Potato Bread Rolls

Eat these buttery little rolls warm from the oven with honey for breakfast or with cheese and soup for lunch.

Ingredients

  • 7 oz (200 g) warm, mashed potatoes
  • ½ pint (275 ml) milk
  • 1 lb 6 oz (625 g) plain flour
  • 2 teaspoons salt
  • 2 teaspoons sugar
  • 1 sachet fast-action yeast
  • 8 oz (225 g) butter, melted
  • Beaten egg
  • Poppy seeds (optional)

Method

If you have a food processor, the preparation of these rolls is simple – all the hard work is done by the machine.

Scald the milk, allow it to cool until lukewarm.
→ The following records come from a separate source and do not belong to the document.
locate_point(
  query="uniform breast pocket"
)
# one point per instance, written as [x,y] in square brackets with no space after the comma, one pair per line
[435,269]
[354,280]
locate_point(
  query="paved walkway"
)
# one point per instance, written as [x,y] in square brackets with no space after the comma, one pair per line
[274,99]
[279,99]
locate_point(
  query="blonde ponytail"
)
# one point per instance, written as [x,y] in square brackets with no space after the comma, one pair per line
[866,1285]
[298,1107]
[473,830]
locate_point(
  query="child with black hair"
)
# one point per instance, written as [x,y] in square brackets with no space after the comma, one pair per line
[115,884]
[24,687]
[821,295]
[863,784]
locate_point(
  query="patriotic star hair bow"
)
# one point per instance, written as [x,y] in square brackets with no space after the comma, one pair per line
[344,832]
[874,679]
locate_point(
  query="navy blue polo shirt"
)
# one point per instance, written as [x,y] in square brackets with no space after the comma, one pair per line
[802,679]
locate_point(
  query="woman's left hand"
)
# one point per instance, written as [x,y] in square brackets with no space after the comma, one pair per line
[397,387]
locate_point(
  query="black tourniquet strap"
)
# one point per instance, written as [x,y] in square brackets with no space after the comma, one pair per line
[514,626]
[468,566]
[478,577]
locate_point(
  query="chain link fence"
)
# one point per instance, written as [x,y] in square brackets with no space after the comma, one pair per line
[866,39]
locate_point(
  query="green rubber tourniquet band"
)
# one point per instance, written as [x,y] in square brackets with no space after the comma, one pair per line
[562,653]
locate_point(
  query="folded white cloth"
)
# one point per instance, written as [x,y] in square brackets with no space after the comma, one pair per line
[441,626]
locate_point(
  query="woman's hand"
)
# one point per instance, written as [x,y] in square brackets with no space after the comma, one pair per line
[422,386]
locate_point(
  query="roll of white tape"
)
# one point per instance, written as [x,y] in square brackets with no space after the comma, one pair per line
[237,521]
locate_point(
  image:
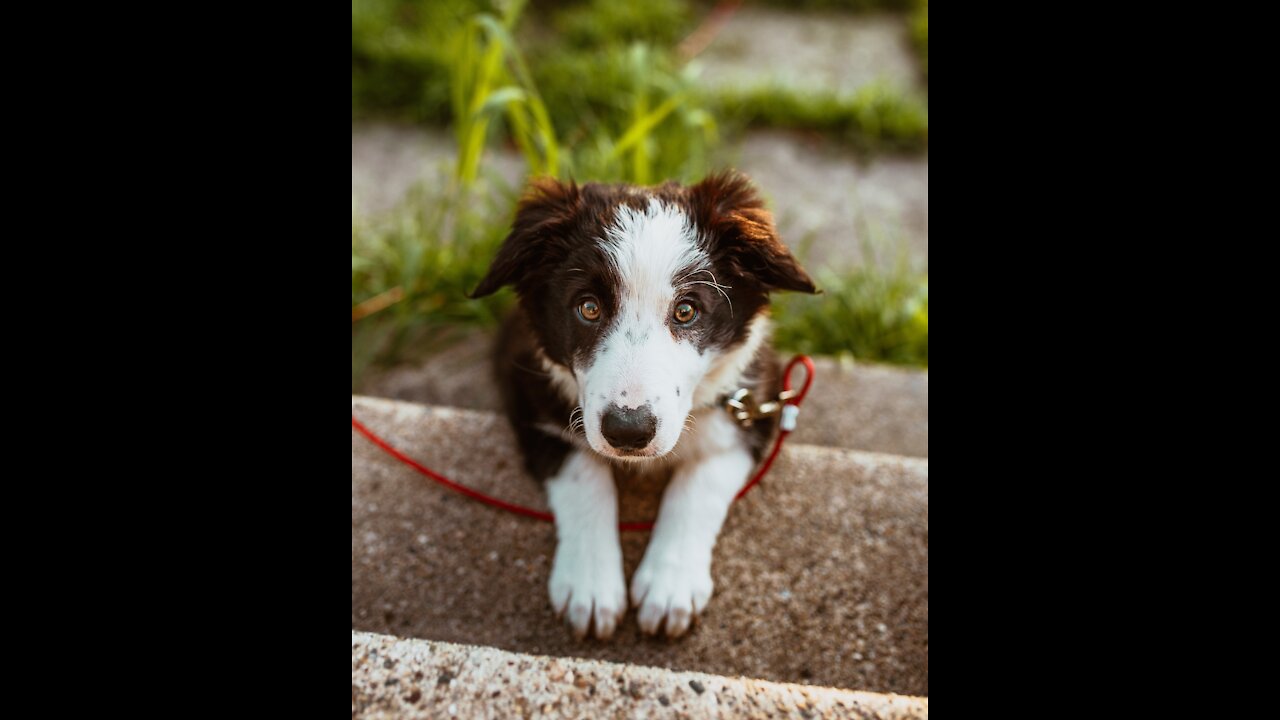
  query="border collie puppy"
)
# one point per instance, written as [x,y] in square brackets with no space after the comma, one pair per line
[640,310]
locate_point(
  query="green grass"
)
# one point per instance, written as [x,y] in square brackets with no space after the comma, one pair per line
[438,245]
[625,112]
[869,314]
[600,65]
[432,251]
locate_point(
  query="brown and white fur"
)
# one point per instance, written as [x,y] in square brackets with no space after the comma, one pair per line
[600,376]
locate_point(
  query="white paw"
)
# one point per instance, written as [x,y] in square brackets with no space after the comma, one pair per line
[675,589]
[588,586]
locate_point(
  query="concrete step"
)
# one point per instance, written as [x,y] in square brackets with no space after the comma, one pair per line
[824,196]
[406,678]
[856,406]
[822,573]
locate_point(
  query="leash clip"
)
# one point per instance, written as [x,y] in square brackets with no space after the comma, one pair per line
[745,410]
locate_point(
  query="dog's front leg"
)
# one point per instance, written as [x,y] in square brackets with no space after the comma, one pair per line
[673,582]
[586,579]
Sift the flour and salt into the potato, stir in the sugar and then sprinkle with the yeast.

Pour in the lukewarm milk and the melted butter and stir or process until the dough is formed. Knead until silky and elastic, then put into a clean bowl, cover with cling film or a cloth and leave in a warm place to rise until the mixture has nearly tripled in volume.

Knock back the dough and with floured hands make into about 16 little rolls. Place on a greased baking sheet, leave to rise for another half hour, then paint with the beaten egg and the poppy seeds and bake at gas mark 6/400°F/200°C for about 15–20 minutes until lightly browned.

In 1937 Captain D. J. Jones, in his steamer Marie Llewellyn that was loaded with potatoes, tried to run General Franco’s blockade off the Spanish coast. He was prevented by a British warship and became known as ‘Potato’ Jones.